6a00d8341c500653ef012877186c7e970cIt is common among those who deal with PTSD to find themselves in conflict with those around them. Whether it is among family members, spouses, friends, co-workers or neighbors. Conflict seems to be an issue that comes up frequently as we deal with our PTSD symptoms. Conflict happens. Some conflicts are resolved quickly and are forgotten. Other times conflict goes on for a while but at some point there is a resolution to the conflict. Then there are conflicts that take place and the result are long-lasting and may even bring relationships to an end. I call these conflicts devastating conflicts. These are the worse conflicts as they destroy the relationship between two people and bring pain and hurt to all involved. These devastating conflicts can last for years or even a lifetime. They have the real possibility of bringing so much pain and hurt that there is no probability of reconciling. Even in the best of relationships there are conflicts that happen.

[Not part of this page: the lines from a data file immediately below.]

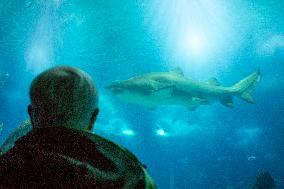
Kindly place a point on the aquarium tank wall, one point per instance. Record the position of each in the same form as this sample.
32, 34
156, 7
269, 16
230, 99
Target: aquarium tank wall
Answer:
187, 131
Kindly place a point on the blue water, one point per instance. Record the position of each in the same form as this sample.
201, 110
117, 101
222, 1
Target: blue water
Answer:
214, 147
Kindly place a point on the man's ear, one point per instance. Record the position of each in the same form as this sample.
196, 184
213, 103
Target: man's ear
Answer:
93, 119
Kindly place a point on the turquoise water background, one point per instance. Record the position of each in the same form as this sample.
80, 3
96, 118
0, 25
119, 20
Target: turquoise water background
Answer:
213, 147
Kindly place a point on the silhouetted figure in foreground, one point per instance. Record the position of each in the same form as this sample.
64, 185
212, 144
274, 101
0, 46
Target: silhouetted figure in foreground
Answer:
60, 151
264, 181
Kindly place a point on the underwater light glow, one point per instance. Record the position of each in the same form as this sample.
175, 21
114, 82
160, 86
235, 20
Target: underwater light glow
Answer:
161, 132
128, 132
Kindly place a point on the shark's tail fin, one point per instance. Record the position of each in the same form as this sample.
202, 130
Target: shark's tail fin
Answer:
244, 87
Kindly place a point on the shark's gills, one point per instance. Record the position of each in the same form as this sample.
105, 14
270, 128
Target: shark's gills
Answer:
245, 87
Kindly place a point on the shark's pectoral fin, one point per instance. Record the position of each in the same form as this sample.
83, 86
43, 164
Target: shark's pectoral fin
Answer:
200, 101
165, 91
227, 101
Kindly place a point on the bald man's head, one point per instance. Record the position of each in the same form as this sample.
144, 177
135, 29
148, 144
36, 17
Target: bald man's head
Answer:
63, 96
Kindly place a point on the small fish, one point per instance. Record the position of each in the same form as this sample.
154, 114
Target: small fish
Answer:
173, 88
3, 79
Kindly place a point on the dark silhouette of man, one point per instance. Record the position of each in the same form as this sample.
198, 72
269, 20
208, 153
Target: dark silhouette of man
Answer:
61, 151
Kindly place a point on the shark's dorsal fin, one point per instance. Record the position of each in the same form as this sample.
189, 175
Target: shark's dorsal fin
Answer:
213, 81
177, 71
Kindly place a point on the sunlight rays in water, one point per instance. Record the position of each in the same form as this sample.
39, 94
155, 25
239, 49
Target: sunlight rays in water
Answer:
192, 31
40, 49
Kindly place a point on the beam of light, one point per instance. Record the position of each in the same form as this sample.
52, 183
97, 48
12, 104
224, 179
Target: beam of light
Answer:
192, 31
128, 132
40, 50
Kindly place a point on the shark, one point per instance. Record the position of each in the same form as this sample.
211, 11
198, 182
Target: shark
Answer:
174, 88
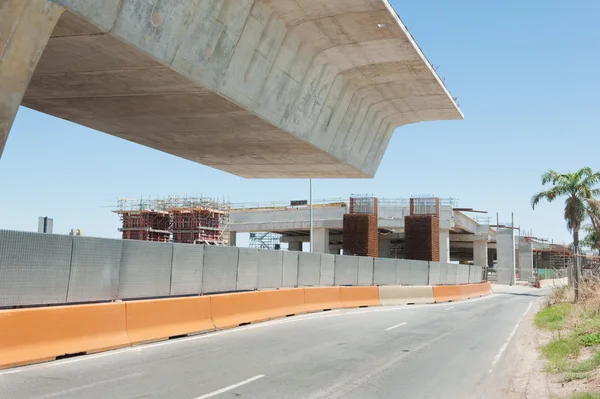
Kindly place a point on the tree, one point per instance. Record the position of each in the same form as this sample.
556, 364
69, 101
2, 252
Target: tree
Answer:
578, 188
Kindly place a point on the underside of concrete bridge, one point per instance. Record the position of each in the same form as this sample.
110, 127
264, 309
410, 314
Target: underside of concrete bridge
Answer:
257, 88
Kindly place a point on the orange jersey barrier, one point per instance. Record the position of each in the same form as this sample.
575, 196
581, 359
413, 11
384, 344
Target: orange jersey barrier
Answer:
321, 298
153, 320
354, 297
40, 334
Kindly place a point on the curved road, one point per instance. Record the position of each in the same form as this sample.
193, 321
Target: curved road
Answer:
421, 351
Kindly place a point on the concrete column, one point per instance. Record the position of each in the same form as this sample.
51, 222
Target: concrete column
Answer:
295, 246
444, 246
505, 247
25, 27
385, 248
480, 253
525, 260
321, 240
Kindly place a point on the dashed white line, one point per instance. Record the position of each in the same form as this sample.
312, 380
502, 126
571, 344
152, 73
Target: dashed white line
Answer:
512, 334
396, 326
230, 387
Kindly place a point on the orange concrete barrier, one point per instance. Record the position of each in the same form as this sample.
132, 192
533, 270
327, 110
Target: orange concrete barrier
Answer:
447, 293
153, 320
354, 297
231, 310
40, 334
475, 290
321, 298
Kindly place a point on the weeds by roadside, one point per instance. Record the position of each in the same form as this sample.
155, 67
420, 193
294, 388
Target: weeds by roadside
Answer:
574, 350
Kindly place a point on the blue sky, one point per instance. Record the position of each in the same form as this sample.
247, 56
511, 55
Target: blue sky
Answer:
526, 75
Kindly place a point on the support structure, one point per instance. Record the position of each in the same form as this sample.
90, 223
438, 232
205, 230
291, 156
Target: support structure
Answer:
295, 246
505, 239
320, 240
444, 246
25, 27
525, 260
480, 251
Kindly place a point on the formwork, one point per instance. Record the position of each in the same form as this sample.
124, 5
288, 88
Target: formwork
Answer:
145, 225
361, 233
422, 230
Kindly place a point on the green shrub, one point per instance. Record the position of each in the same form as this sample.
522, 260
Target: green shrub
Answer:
590, 339
553, 317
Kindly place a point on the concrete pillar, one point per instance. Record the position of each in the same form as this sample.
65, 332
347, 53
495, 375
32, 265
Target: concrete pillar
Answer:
444, 246
295, 246
505, 247
385, 248
25, 27
321, 240
525, 260
232, 238
480, 253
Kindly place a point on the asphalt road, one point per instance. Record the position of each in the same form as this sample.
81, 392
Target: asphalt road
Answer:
421, 351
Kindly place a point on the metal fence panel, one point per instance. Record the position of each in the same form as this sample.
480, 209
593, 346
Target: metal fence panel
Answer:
451, 270
95, 265
434, 273
219, 273
270, 269
475, 274
290, 269
327, 270
384, 271
34, 268
346, 270
186, 273
419, 272
365, 270
402, 272
309, 269
145, 269
248, 269
463, 274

Conflicts are not reserved just for veterans or those who suffer from PTSD. However, devastating conflicts often take place within the relationships of those who suffer from the symptoms of PTSD. Some of the reasons are we have a tendency to hide and cover up our emotions. Some do so to “protect” those around us. We do not want our families and friends to know the horror we went through in war. Other times we are focused on self-medication as we try to forget the trauma we witnessed or were involved with. As we focus more and more on self-medication whether it be substance abuse, risky behavior, withdrawal and dissociation or other forms of self-medication. We pull further and further away from those who love and care for us. We freely give up the love and concern of our loved ones and friends to embrace our own self-medication as a way to cope with our PTSD.